Lawmakers say they’ve come up with wide-ranging casino plan

August 1, 2019 GMT

HARTFORD, Conn. (AP) — A bipartisan group of lawmakers from around Connecticut announced Wednesday they’ve crafted a wide-ranging compromise bill they hope could lead to a tribal casino in Bridgeport and legalized sports betting.

The legislators unveiled the proposed Connecticut Jobs and Revenue Act, a 37-page bill that requires the Mashantucket Pequot and Mohegan tribes to spend a minimum of $100 million on an entertainment and gambling facility in Connecticut’s most populous city. The planned casino would be an “anchor” for additional private development.

In return, the tribes, who own and operate two large resort casinos in southeastern Connecticut, would be authorized to conduct sports wagering at Foxwoods Resort Casino and Mohegan Sun, as well as through mobile applications, online and other locations in the state.


“We all are very interested in growing Connecticut jobs and Connecticut revenue and we believe that by working together we can do the best that we can for the state of Connecticut,” said state Sen. Cathy Osten, D-Sprague, noting how the bill would create jobs in different regions of Connecticut by allowing “entertainment zones” in Hartford and two other yet-to-be announced locations where the tribes would offer sports betting.

The lawmakers, members of the House of Representatives and the Senate, hope to have a vote on the bill during a special legislative session. But it remains questionable whether that will happen. Legislative leaders have not yet decided whether to call rank-and-file members back for a vote before the next regular session, which begins in February. And Democratic Gov. Ned Lamont, who can also call lawmakers back for a special session, expressed concern with the draft legislation. While he acknowledged there are elements of the bill he believes could work, Lamont suggested the bill might lead to legal challenges, including from MGM Resorts, which opposes any legislation that grants exclusive gambling rights to the tribes.

“I’ve got to see where all the players are on this because if this gets stuck in the legal muck, like it’s been for the last five years, we’re not going to show any progress,” said Lamont, who has also tried to reach a wide-ranging gambling agreement.

Proponents said they wouldn’t be surprised if MGM sued.

“I know MGM has always threatened to do this, but I think this is a very positive step for the state of Connecticut that Bridgeport is finally realizing all the false promises from MGM never came to fruition,” said Rep. Chris Davis, R-Ellington. A message was left seeking comment with MGM.

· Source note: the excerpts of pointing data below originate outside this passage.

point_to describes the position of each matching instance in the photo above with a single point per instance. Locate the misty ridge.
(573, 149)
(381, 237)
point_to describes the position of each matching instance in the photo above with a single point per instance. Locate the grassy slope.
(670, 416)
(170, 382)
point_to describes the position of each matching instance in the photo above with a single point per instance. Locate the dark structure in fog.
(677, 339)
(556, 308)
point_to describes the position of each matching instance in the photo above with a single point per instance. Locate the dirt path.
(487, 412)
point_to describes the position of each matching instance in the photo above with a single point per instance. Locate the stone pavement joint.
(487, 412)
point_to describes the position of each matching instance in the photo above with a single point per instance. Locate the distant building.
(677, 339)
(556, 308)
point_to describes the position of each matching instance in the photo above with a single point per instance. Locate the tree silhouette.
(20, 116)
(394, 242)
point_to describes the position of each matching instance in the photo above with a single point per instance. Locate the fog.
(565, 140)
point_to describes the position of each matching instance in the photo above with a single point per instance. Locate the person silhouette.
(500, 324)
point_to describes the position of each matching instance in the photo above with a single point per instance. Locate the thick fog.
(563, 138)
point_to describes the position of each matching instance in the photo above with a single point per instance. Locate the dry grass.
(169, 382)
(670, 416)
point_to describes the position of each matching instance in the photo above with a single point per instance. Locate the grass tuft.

Connecticut lawmakers have been debating a possible casino in Bridgeport for years. Most recently, the city’s delegation has pushed for legislation that would allow other entities to develop a casino besides the tribes, which currently have exclusive casino gambling rights in the state in exchange for providing the state 25% of their slot machine revenues. MGM has said it wants to build a more than $500 million facility in Bridgeport, a move that would risk the state’s share of slot revenues.

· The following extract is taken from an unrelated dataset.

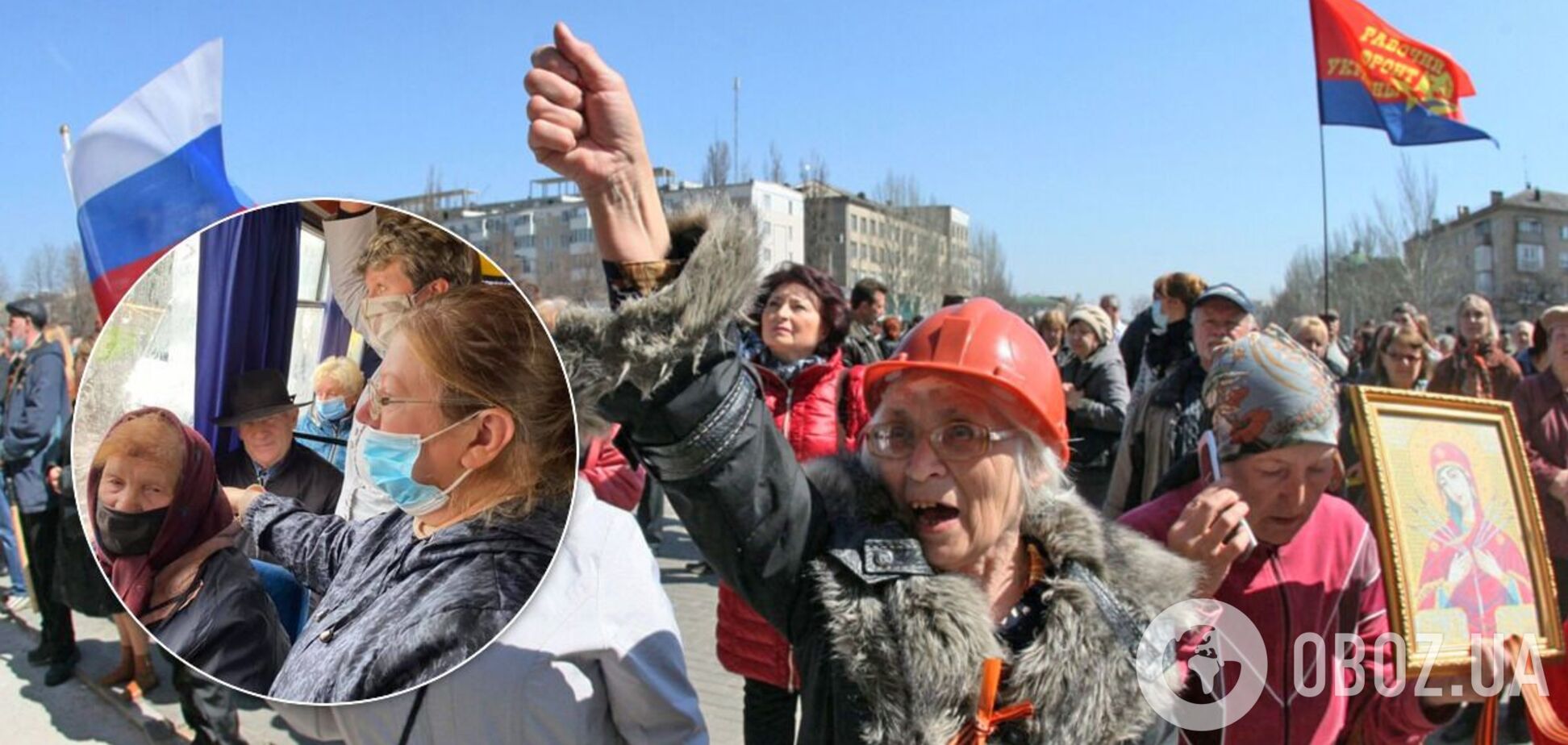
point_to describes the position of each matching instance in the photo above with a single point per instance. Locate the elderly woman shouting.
(473, 435)
(903, 574)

But the delegation appeared Wednesday to be united behind the concept of a smaller tribal casino.

“By investing in our cities, we can create new destinations that will spur additional development and create not only jobs but also vibrant urban centers,” said Rep. Christopher Rosario, D-Bridgeport, in a written statement. “I’m proud to support this bill and urge other elected leaders to join the fight.”

Under the bill, the tribes would continue to proceed with developing a jointly owned casino in East Windsor, to compete with a nearby MGM casino in Springfield, Massachusetts. Similar to the arrangement the state of Connecticut reached concerning that facility, called Tribal Winds Casino, the tribes would contribute 10% of their table games revenues generated at the proposed Bridgeport casino to the state’s tourism marketing fund. Also additional funding would be earmarked to various cities, including Hartford, New Haven and Waterbury. The bill also devotes additional funding to combat problem gambling.

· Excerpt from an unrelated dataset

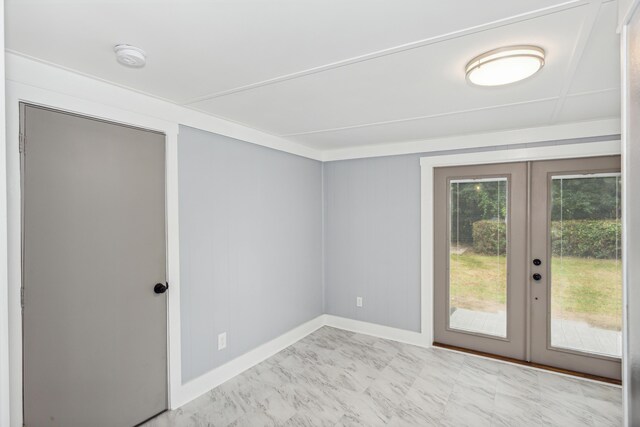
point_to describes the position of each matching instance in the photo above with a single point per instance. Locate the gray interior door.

The plan also imposes an 8% tax on sports wagering, projected to generate $33 million over five years, and a 10% tax on internet gambling, expected to generate $87 million over the same period. The proposed Bridgeport casino is estimated to generate $15 million annually for the state.

Additionally, the bill calls for “modernizing” the Connecticut Lottery by allowing it to sell lottery tickets online and to offer Keno, a lottery-type game, online as well.

The chairman of the Mashantucket Pequots and the interim chairman of the Mohegan welcomed the legislation. In a joint statement, they said the draft bill “takes us one step closer” toward preserving the state’s “historic partnership” with the tribes and they look forward to continuing discussions with Lamont and state lawmakers.